Cesar challenges youth to healthy snacks.
MIKE Program youth challenged a group of eighth-grade students to a test during the last days of school this year. The youth didn’t use paper or pencils for this test. The youth visited their local grocery store for testing materials to entice the students into a healthy snack taste test.
Cesar, one of the young men with MIKE’s afterschool program at Miller Education Center West in Hillsboro, Oregon, wanted to impress his classmates with his newly-gained skills in nutrition and cooking. He remembered watching his older peers share their healthy food ideas in years past. Now, he said it was his turn.
“Your life is only as good as your health,” said Cesar. “We need to start being healthy now.”
After months of actively participating in MIKE, the youth were determined to come up with healthy snack alternatives that their younger peers would actually prepare and eat.
Cesar and his team focused on how they could convince eighth graders that healthy snacks can be easy to make and delicious. Cesar knew that this project would involve more than posters to change minds, so he and his teammates arranged for a cooking demonstration. The youth invited their younger peers and several teachers to the presentation inside the school’s cafeteria.

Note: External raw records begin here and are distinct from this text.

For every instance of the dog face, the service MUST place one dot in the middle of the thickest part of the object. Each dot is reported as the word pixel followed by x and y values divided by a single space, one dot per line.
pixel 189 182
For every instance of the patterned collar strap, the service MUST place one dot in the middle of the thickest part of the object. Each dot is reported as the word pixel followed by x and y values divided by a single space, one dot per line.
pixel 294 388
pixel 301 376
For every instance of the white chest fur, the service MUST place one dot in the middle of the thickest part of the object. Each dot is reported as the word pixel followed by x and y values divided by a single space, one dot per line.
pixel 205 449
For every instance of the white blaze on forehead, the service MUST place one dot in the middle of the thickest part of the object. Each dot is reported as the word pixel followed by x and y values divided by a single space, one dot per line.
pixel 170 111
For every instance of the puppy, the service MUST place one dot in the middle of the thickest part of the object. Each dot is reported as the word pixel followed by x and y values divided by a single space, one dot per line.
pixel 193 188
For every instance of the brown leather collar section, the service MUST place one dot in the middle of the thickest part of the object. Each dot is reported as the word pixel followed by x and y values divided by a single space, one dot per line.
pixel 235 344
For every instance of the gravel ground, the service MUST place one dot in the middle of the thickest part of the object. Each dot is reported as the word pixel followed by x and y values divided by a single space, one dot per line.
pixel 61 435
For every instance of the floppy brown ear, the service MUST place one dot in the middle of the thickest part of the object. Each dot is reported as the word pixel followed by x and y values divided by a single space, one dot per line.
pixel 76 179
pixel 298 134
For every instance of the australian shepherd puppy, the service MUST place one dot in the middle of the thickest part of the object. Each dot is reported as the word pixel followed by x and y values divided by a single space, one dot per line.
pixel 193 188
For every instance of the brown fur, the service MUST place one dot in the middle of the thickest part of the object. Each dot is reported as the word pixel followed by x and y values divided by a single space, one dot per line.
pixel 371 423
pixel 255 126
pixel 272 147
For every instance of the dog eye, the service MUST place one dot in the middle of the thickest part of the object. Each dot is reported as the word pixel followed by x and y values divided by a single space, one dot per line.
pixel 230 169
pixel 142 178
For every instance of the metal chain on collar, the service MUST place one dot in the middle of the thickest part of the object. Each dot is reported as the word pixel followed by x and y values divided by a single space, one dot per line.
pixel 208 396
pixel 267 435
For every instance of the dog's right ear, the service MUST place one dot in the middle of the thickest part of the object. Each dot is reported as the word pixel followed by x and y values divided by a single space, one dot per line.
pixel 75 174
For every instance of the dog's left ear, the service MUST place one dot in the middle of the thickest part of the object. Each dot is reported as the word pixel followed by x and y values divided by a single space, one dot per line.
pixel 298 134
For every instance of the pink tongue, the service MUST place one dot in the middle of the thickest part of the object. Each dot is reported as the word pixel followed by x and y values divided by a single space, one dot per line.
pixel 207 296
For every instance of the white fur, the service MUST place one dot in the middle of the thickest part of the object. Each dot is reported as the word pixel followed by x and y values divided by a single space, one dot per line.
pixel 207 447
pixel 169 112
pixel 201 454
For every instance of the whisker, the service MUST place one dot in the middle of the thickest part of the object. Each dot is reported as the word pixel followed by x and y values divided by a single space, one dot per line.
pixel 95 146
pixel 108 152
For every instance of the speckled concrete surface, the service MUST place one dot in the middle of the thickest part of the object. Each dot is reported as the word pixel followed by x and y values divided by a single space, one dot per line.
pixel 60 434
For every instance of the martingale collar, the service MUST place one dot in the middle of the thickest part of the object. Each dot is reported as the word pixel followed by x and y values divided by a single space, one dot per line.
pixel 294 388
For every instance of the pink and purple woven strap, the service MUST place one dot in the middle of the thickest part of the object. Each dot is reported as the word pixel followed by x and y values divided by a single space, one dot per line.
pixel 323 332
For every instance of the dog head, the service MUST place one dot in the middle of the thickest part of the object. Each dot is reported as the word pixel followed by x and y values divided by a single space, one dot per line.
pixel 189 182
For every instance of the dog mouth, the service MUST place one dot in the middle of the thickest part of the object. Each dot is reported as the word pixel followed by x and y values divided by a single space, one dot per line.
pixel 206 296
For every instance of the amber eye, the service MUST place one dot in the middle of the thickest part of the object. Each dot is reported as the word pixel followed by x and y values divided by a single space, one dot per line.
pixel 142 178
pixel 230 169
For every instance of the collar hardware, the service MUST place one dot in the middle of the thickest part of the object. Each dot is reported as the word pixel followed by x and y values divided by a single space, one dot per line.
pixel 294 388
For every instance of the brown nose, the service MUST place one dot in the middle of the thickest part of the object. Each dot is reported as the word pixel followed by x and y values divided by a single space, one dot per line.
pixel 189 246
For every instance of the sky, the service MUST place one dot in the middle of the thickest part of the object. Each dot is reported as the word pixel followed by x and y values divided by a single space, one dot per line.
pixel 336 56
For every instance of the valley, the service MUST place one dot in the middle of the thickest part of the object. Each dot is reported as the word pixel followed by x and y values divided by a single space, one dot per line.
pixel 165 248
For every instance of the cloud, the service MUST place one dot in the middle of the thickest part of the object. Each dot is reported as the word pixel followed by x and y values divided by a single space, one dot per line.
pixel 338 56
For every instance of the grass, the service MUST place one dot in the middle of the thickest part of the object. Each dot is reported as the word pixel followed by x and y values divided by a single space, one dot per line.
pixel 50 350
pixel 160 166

Cesar and two of his classmates introduced their guests to chicken and vegetable roll-ups as a main snack or lunch item. Cesar and his teammates took turns explaining how each item contributed to a healthy diet, as they mixed the ingredients before their audience. They scooped the mix onto spinach wraps, rolled them up and served them to their eager peers.
For a second round, the team featured a fresh-fruit cup. Cesar said the combination of melons, mangoes, strawberries and lime are a traditional choice in his Latino community. He convinced his younger peers to try a cultural take with the snack by sprinkling some Pico Limon onto the fruit. The spicy seasoning added a lively flavor that intrigued the young taste-testers. By the time the eighth graders returned for more samples, the room was filled with conversations about the snacks and how to bring the ideas home.
The health leadership projects offer youth a means to connect with their communities. MIKE equips youth with the knowledge, skills and confidence to create youth-driven solutions aimed at improving health. MIKE’s health leadership projects provide youth with a community-service outreach experience for developing leadership skills and advancing health equity.
“At first MIKE seemed like just another program,” said Arlen. “But it became way more than that. It became a family-friendly environment where we not only learned and taught, but grew together as a whole.”
Of the 29 health leadership projects MIKE youth delivered this year, 35 percent were focused on healthy eating. It was the top theme of choice for the youth, who fanned out into their communities to share their ideas with more than 740 youth, families and community members.
Luis prepares for his cooking demonstration.
MIKE youth present a healthy snacks presentation.